Sujet : Re: MSI interrupts
De : mitchalsup (at) *nospam* aol.com (MitchAlsup1)
Groupes : comp.archDate : 14. Mar 2025, 19:12:23
Autres entêtes
Organisation : Rocksolid Light
Message-ID : <aceeec2839b8824d52f0cbe709af51e1@www.novabbs.org>
References : 1 2 3 4 5 6 7 8 9 10 11
User-Agent : Rocksolid Light
On Fri, 14 Mar 2025 17:35:23 +0000, Scott Lurndal wrote:
mitchalsup@aol.com (MitchAlsup1) writes:
On Fri, 14 Mar 2025 14:52:47 +0000, Scott Lurndal wrote:
>
>
>
We CPU guys deal with dozens of cores, each having 2×64KB L1 caches,
a 256KB-1024KB L2 cache, and have that dozen cores share a 16MB L3
cache. This means the chip contains 26,624 1KB SRAM macros.
>
You've a lot more area to work with, and generally a more
recent process node.
>
>
>
Was thinking about this last night::
a) device goes up and reads DRAM via L3::MC and DRC
b) DRAM data is delivered to device 15ns later
>
15ns? That's optimistic and presumes a cache hit, right?

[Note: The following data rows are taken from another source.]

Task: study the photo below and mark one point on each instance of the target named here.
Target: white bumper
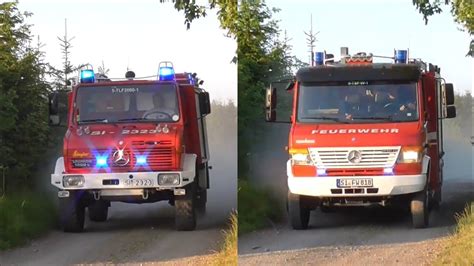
(387, 185)
(141, 180)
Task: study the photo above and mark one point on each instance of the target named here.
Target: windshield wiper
(335, 119)
(386, 118)
(98, 120)
(136, 119)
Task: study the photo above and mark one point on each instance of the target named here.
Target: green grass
(23, 217)
(459, 248)
(228, 253)
(257, 207)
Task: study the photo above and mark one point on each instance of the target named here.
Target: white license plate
(139, 182)
(354, 182)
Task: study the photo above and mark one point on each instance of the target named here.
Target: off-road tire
(98, 210)
(297, 211)
(201, 201)
(185, 209)
(419, 209)
(72, 212)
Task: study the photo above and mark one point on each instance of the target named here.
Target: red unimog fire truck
(365, 133)
(133, 141)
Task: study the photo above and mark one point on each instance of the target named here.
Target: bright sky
(378, 27)
(138, 34)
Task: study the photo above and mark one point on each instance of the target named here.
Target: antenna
(310, 40)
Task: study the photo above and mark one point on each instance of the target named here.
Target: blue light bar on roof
(141, 160)
(319, 58)
(401, 56)
(166, 73)
(101, 161)
(87, 76)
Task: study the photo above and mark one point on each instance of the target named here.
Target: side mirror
(204, 103)
(53, 99)
(451, 111)
(270, 104)
(449, 90)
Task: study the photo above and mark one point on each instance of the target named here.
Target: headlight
(300, 157)
(410, 154)
(73, 181)
(168, 179)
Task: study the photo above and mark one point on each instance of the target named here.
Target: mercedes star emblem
(121, 157)
(354, 156)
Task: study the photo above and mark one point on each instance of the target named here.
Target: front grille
(354, 172)
(157, 157)
(355, 191)
(371, 157)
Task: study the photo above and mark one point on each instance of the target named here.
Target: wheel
(419, 209)
(185, 209)
(98, 210)
(297, 212)
(201, 201)
(71, 212)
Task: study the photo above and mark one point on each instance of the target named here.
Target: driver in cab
(392, 101)
(161, 109)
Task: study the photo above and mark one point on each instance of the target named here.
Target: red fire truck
(364, 133)
(134, 141)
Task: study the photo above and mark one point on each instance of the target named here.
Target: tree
(63, 76)
(23, 96)
(462, 11)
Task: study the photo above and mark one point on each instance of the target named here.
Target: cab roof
(366, 72)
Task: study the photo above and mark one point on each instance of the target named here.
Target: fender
(189, 166)
(425, 165)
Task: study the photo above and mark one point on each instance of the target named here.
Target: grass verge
(258, 208)
(228, 253)
(24, 216)
(459, 248)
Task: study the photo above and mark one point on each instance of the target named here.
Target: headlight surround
(73, 181)
(410, 154)
(300, 157)
(171, 179)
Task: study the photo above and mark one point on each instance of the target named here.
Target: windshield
(125, 103)
(357, 102)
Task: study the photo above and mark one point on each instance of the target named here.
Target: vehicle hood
(111, 136)
(356, 135)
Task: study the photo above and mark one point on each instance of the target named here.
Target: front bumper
(126, 180)
(325, 186)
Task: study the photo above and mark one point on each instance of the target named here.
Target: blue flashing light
(319, 58)
(401, 56)
(87, 76)
(166, 73)
(321, 171)
(101, 161)
(191, 79)
(388, 171)
(141, 160)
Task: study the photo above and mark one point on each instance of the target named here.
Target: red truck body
(134, 141)
(349, 146)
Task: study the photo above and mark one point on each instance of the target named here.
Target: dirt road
(366, 236)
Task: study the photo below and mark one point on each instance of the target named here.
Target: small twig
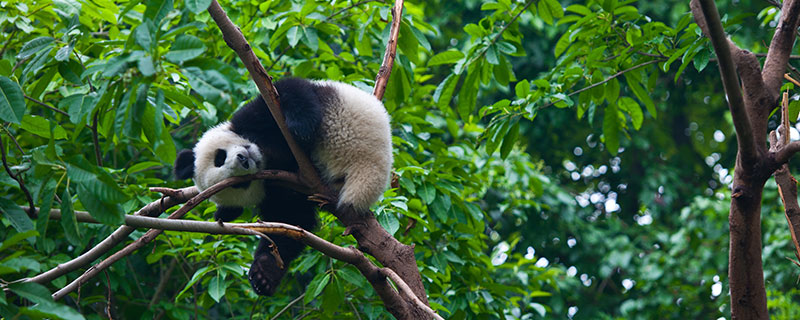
(606, 80)
(18, 177)
(349, 7)
(97, 156)
(792, 80)
(34, 100)
(108, 290)
(382, 79)
(8, 41)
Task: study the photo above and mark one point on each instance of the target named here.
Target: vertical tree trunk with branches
(752, 94)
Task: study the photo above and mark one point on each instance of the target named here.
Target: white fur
(355, 143)
(206, 174)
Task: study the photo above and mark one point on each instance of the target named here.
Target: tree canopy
(552, 158)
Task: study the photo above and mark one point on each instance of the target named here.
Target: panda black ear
(184, 164)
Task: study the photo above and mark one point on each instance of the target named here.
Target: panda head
(219, 154)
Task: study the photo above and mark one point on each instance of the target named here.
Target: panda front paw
(321, 199)
(227, 214)
(265, 275)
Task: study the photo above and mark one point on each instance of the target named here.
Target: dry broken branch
(382, 80)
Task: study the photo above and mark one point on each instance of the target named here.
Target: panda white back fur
(344, 130)
(355, 144)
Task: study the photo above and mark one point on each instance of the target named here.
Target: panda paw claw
(265, 275)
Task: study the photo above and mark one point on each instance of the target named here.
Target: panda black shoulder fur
(344, 130)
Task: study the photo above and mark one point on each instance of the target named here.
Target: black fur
(184, 164)
(302, 103)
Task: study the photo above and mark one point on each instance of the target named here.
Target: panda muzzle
(244, 161)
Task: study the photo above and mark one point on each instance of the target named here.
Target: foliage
(552, 160)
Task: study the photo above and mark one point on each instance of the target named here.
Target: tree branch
(17, 178)
(370, 235)
(646, 63)
(382, 79)
(348, 255)
(781, 46)
(235, 40)
(707, 17)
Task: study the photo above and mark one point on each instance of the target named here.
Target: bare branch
(781, 46)
(18, 178)
(349, 255)
(407, 292)
(121, 234)
(707, 17)
(646, 63)
(235, 40)
(382, 80)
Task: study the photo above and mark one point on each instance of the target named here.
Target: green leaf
(41, 127)
(522, 89)
(68, 220)
(468, 96)
(32, 47)
(447, 57)
(427, 192)
(544, 12)
(157, 10)
(444, 91)
(311, 39)
(197, 6)
(186, 47)
(293, 35)
(18, 218)
(408, 43)
(389, 222)
(611, 128)
(509, 140)
(144, 34)
(794, 109)
(196, 276)
(642, 95)
(12, 101)
(217, 286)
(146, 66)
(12, 240)
(315, 287)
(612, 91)
(632, 108)
(333, 296)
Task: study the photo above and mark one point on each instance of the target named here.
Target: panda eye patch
(219, 157)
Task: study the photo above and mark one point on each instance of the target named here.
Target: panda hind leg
(265, 274)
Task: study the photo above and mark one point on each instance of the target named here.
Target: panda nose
(243, 160)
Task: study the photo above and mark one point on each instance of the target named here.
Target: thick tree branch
(781, 46)
(377, 276)
(707, 17)
(369, 234)
(787, 186)
(152, 209)
(382, 80)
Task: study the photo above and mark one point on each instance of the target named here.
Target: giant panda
(345, 132)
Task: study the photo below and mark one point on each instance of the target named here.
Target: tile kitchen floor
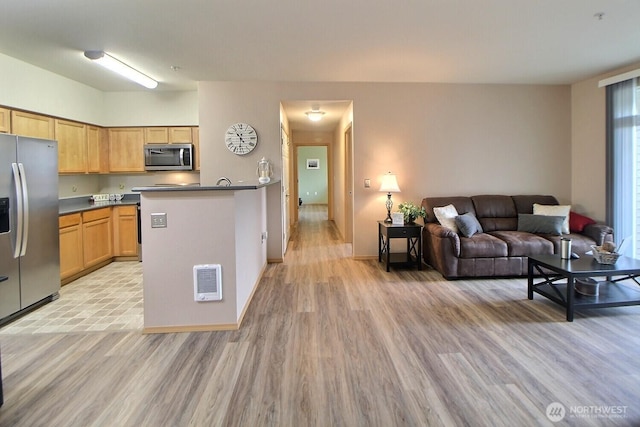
(109, 299)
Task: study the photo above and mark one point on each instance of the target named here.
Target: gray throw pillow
(543, 224)
(468, 224)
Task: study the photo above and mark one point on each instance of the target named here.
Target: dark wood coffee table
(558, 279)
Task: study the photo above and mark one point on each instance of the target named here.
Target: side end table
(411, 232)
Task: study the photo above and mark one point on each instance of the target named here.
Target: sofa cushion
(446, 216)
(468, 224)
(541, 224)
(554, 210)
(524, 203)
(578, 222)
(495, 212)
(483, 245)
(462, 204)
(520, 243)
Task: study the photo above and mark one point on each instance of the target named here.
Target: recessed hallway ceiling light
(315, 115)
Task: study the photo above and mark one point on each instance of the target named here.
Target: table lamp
(389, 185)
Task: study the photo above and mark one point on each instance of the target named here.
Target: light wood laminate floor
(332, 341)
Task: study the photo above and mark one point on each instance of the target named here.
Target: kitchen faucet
(223, 179)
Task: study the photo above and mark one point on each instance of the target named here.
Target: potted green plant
(411, 212)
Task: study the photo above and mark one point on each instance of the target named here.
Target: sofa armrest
(600, 233)
(439, 233)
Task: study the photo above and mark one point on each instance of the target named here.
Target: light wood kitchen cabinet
(97, 150)
(72, 146)
(5, 120)
(126, 147)
(71, 261)
(168, 135)
(29, 124)
(96, 236)
(125, 231)
(180, 135)
(196, 147)
(156, 135)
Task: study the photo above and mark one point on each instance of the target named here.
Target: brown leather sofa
(500, 250)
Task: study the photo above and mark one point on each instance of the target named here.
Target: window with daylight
(623, 162)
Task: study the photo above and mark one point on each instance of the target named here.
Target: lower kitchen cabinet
(125, 231)
(96, 236)
(71, 260)
(92, 239)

See the paragraph below {to hand waving accuracy} for a more
reasonable guestimate of 122ns from device back to device
just reading the MSI-X message and address.

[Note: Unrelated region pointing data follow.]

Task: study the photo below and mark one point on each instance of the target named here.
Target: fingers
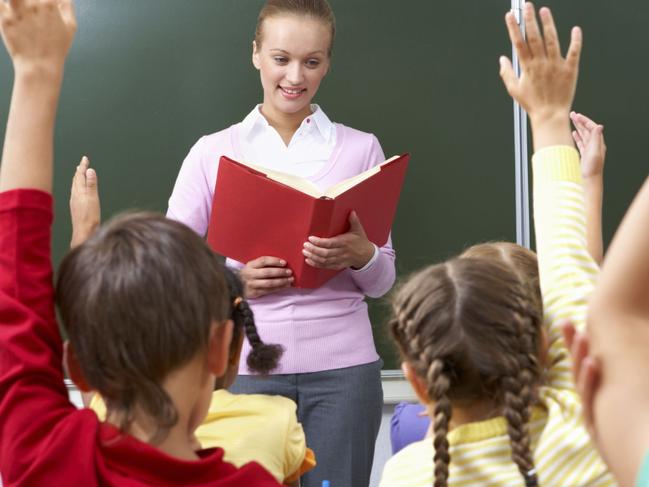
(66, 7)
(266, 261)
(578, 140)
(508, 76)
(534, 39)
(574, 51)
(550, 35)
(355, 224)
(516, 37)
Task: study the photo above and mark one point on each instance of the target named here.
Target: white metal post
(520, 149)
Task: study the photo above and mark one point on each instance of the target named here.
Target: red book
(257, 212)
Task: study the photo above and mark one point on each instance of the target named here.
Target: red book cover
(254, 215)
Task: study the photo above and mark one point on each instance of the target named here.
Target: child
(409, 423)
(247, 427)
(144, 303)
(495, 380)
(330, 361)
(611, 361)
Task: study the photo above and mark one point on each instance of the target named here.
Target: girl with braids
(254, 427)
(330, 366)
(248, 427)
(492, 369)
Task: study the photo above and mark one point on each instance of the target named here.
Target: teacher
(330, 366)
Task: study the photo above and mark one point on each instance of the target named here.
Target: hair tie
(530, 478)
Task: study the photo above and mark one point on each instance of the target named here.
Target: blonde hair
(315, 9)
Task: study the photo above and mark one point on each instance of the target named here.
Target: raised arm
(38, 41)
(618, 328)
(545, 90)
(589, 137)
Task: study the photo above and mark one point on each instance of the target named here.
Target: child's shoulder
(411, 466)
(270, 404)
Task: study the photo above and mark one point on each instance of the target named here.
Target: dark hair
(470, 328)
(138, 300)
(521, 260)
(315, 9)
(263, 358)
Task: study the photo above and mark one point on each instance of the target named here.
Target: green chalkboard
(146, 78)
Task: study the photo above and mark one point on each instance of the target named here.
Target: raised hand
(351, 249)
(585, 372)
(589, 137)
(37, 33)
(265, 275)
(546, 87)
(85, 209)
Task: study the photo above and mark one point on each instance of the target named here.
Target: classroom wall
(145, 79)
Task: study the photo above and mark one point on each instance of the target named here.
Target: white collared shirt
(305, 155)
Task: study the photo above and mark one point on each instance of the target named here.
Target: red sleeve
(33, 397)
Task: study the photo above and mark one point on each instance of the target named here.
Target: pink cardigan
(321, 329)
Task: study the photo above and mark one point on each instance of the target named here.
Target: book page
(349, 183)
(294, 182)
(311, 189)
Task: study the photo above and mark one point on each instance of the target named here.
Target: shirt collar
(256, 120)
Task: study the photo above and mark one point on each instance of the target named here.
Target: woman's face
(292, 60)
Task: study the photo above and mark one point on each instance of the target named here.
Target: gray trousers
(340, 411)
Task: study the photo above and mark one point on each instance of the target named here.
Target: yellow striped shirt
(563, 453)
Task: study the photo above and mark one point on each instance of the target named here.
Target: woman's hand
(351, 249)
(265, 275)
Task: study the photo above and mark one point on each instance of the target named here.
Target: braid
(263, 357)
(439, 385)
(518, 398)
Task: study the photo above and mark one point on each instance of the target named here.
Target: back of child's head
(520, 259)
(471, 330)
(263, 358)
(138, 300)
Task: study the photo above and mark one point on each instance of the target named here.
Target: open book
(258, 212)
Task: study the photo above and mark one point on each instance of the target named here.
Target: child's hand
(37, 33)
(84, 203)
(351, 249)
(585, 372)
(546, 87)
(589, 137)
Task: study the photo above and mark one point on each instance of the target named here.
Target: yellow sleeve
(295, 446)
(98, 406)
(567, 271)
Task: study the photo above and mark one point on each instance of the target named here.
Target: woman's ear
(73, 369)
(218, 351)
(418, 384)
(255, 55)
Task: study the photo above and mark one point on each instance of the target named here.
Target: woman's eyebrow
(319, 51)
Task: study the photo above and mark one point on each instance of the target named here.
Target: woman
(330, 366)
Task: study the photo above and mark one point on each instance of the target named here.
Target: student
(611, 360)
(330, 366)
(144, 303)
(494, 372)
(410, 423)
(247, 427)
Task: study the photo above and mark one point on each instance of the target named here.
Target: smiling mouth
(292, 91)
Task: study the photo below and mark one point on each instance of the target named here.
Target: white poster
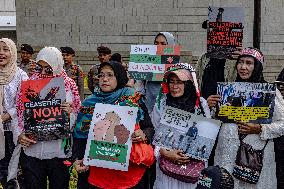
(195, 135)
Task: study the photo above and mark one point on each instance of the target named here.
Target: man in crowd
(27, 63)
(104, 55)
(73, 70)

Don't forget to factor in PCIe latency (bus to RC and RC to endpoint).
>
c) device uses data to send MSI-X message to interrupt 'controller'
d) interrupt controller in L3 sees interrupt
>
{to hand waving accuracy}
So, we have dozen ns up the PCIe tree, dozen ns over the interconnect,
50ns in DRAM, dozens ns over the interconnect, dozens of ns down the
PCIe tree, 1ns at device, dozen ns up the PCIe tree, dozens across
interconnect, arriving at interrupt service port after 122 ns or
about the equivalent of 600± clocks to log the interrupt into the
table.
>
The Priority broadcast is going to take another dozen ns, core
request for interrupt will be another dozen to service controller,
even if the service port request is serviced instantaneously,
the MSI-X message does not arrive at core until 72ns after arriving
at service port--for a best case latency on the order of 200 ns
(or 1000 CPU cycles or ~ 2,000 instructions worth of execution.)
>
And that is under the assumption that no traffic interference
is encountered up or down the PCIe trees.
>
whereas::
>
if the device DRAM read request was known to contain an MSI-X
message,
>
You can't know that a priori,
yes, I know that:: but if you c o u l d . . . you could save roughly
1/2 of the interrupt delivery to core latency.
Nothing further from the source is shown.